= Amy Astley =

American magazine editor (born 1967)

Amy Astley (born June 5, 1967) is the global editorial director and editor-in-chief of Architectural Digest She was editor of Teen Vogue, which she launched in January 2003. She was named to edit the new magazine in June 2002 by Anna Wintour, and editorial director of Teen Vogue.

==Career==
Astley joined Vogue in 1993 and became Beauty Director the following year. Prior to Vogue, Astley was an Associate Editor at House & Garden for four years, after beginning as a decorating assistant in her early 20s. Astley was also the editor of Teen Vogues four test issues, which were published from 2000 to 2002.

==Teen Vogue under Astley's direction==
During Astley's tenure, Teen Vogue was nominated twice for a National Magazine Award for General Excellence (including in its launch year of 2003 in the 250,000-500,000 circulation category). In addition, Teen Vogue was named Adweek magazine's 2004 Startup of the Year. Teen Vogues circulation rate base increased to 900,000 with the October 2006 issue from its previous level of 850,000. The magazine is produced in the new Euro magazine size (6-3/4" x 9-1/8"). Speaking to Forbes on her ten-year vision for Teen Vogue, Astley hoped to master digital domination, saying "We have to keep inspiring, surprising, entertaining and leading our audience on every platform from print to YouTube to the newest, latest innovation."

Astley’s 2009 New York Times best-seller, The Teen Vogue Handbook: An Insider's Guide to Careers in Fashion, was updated and reissued by Penguin in 2014.

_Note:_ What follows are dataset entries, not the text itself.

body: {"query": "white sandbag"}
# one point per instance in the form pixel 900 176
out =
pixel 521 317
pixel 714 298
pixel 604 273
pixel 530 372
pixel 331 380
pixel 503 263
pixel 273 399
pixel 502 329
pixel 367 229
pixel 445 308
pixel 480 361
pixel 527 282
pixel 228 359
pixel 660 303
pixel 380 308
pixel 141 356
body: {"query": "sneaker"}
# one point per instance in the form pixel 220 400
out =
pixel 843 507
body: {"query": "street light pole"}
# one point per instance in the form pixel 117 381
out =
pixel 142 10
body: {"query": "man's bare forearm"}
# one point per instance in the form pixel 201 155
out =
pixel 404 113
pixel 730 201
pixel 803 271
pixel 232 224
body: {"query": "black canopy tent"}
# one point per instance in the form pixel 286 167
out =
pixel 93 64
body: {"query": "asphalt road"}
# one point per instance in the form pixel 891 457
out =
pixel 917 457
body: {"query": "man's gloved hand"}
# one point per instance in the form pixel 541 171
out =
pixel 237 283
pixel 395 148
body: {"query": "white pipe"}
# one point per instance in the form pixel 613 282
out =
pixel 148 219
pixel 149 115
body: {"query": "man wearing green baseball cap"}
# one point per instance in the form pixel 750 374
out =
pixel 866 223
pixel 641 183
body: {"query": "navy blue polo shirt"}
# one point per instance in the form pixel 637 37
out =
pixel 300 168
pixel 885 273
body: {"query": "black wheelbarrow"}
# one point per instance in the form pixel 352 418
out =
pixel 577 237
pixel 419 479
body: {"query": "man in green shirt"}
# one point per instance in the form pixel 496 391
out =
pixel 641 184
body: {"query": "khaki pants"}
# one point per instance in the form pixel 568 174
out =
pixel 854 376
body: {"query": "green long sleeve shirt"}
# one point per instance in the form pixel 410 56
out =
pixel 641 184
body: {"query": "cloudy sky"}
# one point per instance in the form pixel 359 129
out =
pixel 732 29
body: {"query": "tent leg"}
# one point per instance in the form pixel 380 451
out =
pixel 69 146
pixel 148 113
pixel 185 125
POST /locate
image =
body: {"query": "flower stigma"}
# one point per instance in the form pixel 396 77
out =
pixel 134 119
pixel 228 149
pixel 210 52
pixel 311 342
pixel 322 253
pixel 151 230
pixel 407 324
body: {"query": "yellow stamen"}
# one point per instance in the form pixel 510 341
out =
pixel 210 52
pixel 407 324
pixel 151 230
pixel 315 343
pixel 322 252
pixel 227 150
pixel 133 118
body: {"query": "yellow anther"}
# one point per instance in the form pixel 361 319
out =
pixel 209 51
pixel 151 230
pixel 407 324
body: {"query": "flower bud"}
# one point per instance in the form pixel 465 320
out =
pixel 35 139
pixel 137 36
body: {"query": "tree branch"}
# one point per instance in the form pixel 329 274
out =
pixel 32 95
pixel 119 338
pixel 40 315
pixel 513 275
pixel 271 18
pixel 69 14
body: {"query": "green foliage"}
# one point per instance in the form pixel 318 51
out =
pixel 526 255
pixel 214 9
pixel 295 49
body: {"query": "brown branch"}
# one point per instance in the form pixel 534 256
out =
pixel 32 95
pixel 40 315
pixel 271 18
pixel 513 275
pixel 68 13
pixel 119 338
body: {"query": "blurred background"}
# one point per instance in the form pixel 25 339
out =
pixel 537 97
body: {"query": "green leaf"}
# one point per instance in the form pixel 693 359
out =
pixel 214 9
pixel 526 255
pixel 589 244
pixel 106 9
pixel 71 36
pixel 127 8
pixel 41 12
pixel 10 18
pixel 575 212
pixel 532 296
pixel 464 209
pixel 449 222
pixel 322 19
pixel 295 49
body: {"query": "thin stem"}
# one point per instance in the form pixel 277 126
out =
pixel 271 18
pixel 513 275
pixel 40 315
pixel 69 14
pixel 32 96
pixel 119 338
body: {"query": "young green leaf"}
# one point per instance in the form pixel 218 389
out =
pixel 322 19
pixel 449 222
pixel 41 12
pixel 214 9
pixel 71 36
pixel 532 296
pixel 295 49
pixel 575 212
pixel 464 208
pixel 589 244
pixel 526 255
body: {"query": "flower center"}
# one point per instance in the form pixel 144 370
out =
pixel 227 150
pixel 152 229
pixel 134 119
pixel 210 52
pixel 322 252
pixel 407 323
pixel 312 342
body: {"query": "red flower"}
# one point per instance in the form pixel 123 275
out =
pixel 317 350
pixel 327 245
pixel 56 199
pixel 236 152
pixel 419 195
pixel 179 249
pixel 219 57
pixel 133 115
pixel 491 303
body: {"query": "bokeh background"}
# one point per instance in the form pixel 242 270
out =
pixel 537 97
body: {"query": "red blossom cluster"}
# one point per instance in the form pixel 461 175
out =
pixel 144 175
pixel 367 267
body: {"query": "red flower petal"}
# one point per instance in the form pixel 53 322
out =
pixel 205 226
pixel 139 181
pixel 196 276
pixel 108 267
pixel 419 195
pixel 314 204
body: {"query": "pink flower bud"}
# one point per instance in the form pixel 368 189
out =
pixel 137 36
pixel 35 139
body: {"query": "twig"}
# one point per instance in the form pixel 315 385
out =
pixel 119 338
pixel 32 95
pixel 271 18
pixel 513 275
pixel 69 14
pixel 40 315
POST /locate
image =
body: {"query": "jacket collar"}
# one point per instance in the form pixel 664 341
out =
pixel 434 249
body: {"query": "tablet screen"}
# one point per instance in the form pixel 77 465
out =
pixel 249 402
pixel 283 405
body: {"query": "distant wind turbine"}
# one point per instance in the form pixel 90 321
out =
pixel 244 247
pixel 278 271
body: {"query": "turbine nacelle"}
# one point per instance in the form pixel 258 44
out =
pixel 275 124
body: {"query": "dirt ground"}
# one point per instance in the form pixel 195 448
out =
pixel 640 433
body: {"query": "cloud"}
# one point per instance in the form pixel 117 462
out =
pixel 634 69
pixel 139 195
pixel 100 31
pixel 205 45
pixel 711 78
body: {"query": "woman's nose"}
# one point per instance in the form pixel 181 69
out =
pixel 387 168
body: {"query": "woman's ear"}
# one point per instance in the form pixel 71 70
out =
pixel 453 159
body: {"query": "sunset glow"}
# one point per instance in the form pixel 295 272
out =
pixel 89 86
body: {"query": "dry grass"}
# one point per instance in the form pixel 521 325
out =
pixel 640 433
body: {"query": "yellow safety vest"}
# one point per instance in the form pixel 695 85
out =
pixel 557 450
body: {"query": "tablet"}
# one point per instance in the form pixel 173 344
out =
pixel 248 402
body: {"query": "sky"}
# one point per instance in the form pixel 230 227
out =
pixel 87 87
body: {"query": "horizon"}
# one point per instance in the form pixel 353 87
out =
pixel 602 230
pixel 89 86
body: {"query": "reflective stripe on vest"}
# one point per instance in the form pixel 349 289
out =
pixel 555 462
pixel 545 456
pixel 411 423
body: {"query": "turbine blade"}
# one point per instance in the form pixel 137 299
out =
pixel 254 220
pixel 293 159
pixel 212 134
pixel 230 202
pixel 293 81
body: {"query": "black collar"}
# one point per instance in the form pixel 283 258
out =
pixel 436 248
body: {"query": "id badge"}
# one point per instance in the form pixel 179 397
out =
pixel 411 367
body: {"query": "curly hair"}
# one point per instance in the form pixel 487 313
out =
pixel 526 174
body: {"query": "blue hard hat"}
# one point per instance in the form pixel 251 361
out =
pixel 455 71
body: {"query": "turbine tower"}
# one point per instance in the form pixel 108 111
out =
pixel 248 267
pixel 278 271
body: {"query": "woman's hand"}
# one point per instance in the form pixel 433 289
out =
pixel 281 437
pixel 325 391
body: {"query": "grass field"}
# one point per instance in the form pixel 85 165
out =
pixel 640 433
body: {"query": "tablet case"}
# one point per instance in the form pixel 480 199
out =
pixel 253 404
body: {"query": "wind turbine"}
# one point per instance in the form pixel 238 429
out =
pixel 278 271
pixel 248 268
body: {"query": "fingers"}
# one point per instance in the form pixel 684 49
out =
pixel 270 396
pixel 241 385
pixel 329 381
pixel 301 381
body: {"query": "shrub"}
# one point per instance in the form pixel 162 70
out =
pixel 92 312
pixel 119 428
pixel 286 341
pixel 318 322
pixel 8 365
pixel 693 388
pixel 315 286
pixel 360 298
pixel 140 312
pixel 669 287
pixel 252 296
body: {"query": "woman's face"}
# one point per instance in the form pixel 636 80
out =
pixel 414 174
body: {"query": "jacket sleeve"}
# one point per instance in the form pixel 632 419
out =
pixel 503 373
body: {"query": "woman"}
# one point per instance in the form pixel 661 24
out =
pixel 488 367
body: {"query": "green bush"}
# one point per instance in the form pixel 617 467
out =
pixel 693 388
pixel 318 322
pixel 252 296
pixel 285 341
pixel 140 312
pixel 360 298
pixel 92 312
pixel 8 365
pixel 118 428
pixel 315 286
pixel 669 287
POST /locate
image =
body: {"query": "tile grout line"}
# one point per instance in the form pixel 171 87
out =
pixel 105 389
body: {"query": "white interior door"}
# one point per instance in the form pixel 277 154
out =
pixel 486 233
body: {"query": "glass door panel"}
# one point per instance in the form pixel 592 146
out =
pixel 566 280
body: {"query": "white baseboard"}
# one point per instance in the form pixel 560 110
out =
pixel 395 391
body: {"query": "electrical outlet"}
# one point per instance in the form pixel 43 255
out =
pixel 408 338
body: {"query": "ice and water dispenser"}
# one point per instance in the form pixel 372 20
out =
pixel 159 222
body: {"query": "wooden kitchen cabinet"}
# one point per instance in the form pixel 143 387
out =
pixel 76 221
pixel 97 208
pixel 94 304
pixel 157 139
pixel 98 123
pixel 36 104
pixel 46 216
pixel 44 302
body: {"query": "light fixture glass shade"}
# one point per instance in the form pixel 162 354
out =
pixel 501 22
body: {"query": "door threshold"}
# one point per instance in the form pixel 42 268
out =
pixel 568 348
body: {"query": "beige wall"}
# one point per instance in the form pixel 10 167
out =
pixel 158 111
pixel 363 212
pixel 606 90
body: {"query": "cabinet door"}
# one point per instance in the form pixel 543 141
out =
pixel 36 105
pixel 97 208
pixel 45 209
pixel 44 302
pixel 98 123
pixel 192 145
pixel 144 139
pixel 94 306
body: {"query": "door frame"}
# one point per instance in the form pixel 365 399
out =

== Architectural Digest ==
Astley joined Architectural Digest in 2016 and expanded it from being solely an extension of the print edition to include a social media presence, a hit video series on YouTube, and multiple digital-only verticals: AD PRO, a B2B membership service featuring authoritative coverage and breaking news for the design industry; Clever, which takes on the unique challenges of designing a smaller space; offering design advice for real life; and AD It Yourself, which features elevated DIY projects and actionable advice with content covering what to buy, what to do, and how to do it.

She is also the author of the book AD at 100: A Century of Style, which celebrates the most incredible homes of the past century.

Astley was named in Luxury Daily's Luxury Women to Watch 2023 list.

==Personal life==
Astley holds a BA in English from the College of Arts and Letters at Michigan State University. She lives in Manhattan with her husband and their two daughters.